Keely, a su vez, admira a su esposo. Lo describe como una persona llena de ternura y compasión, alguien que la inspira y la hace sonreír cada día.

Ella no sólo lo ama, sino que está agradecida por su presencia en su vida.

Por cierto, Keely tiene una figura curvilínea. Una vez le ofrecieron una cirugía para bajar de peso, pero se negó.

Ella dice que no se avergüenza de su cuerpo y que no lo esconde bajo ropa demasiado grande.

De hecho, Pierce adora su figura. La llama la mujer más hermosa del mundo e insiste en que no necesita cambiar nada.

Él está orgulloso de ella y hace todo lo posible para ser digno de su amor.

Pierce cree que las personas están destinadas a pasar la vida en pareja, porque la soledad puede destruirte. Agradece haber tenido siempre un matrimonio feliz.

El actor admite abiertamente que necesita una mujer fuerte, y Keely es precisamente eso. Viven en armonía y envejecen juntos maravillosamente.

La pareja lo hace todo junta, incluso la jardinería. Mientras uno cava la tierra, el otro riega las plantas.

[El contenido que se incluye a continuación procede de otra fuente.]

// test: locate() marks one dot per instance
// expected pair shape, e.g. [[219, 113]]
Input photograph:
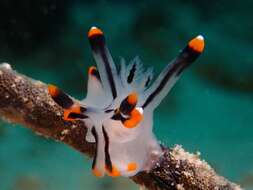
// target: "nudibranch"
[[118, 109]]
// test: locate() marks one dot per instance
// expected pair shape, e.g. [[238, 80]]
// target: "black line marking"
[[74, 115], [131, 74], [147, 81], [97, 43], [108, 161], [183, 60], [125, 107], [109, 74], [94, 133]]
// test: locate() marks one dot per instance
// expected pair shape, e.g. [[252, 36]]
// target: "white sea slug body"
[[118, 108]]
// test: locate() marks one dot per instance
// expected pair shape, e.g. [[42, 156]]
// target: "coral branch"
[[26, 101]]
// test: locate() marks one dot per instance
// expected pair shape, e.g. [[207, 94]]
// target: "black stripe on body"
[[131, 74], [97, 43], [63, 100], [184, 59], [94, 133], [108, 162], [125, 107], [147, 81], [74, 115]]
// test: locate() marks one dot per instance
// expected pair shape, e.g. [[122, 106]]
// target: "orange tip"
[[91, 70], [132, 98], [114, 173], [94, 31], [197, 44], [97, 173], [131, 167], [53, 90], [135, 118]]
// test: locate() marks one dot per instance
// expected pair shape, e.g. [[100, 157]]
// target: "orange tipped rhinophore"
[[76, 109], [53, 90], [94, 31], [92, 69], [197, 43], [132, 98]]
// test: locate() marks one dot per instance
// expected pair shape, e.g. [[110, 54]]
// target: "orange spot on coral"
[[132, 98], [131, 166], [135, 118], [73, 109], [53, 90], [94, 31], [197, 44], [114, 173], [97, 173]]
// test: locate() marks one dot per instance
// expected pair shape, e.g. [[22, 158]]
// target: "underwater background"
[[209, 110]]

Pierce dice que su vida es sencilla. Su casa en Malibú fue diseñada por la propia Keely; es perfeccionista y profesional, y Pierce confía plenamente en ella para estas cosas.

Sus hijos también siguieron caminos creativos y se dedican al modelaje.

En una entrevista, dijeron que están orgullosos de sus padres y los consideran los mejores.

Durante el rodaje de Black Adam , Pierce llevaba un reloj y un anillo que le regaló Keely. En la parte posterior llevaba un grabado de palabras que significan mucho para él. Sintió que los accesorios encajaban a la perfección con su personaje de superhéroe.

Keely agradeció el gesto. Significó mucho para ella ver sus dones en la película.

Pierce también señala que su esposa tiene un gran sentido del humor, lo que le ayuda en los momentos difíciles.

Keely admitió que se siente halagada por la atención que recibe su esposo. Entiende por qué las mujeres lo encuentran atractivo; es difícil no fijarse en él.

El secreto de su matrimonio es simple: amarse todos los días.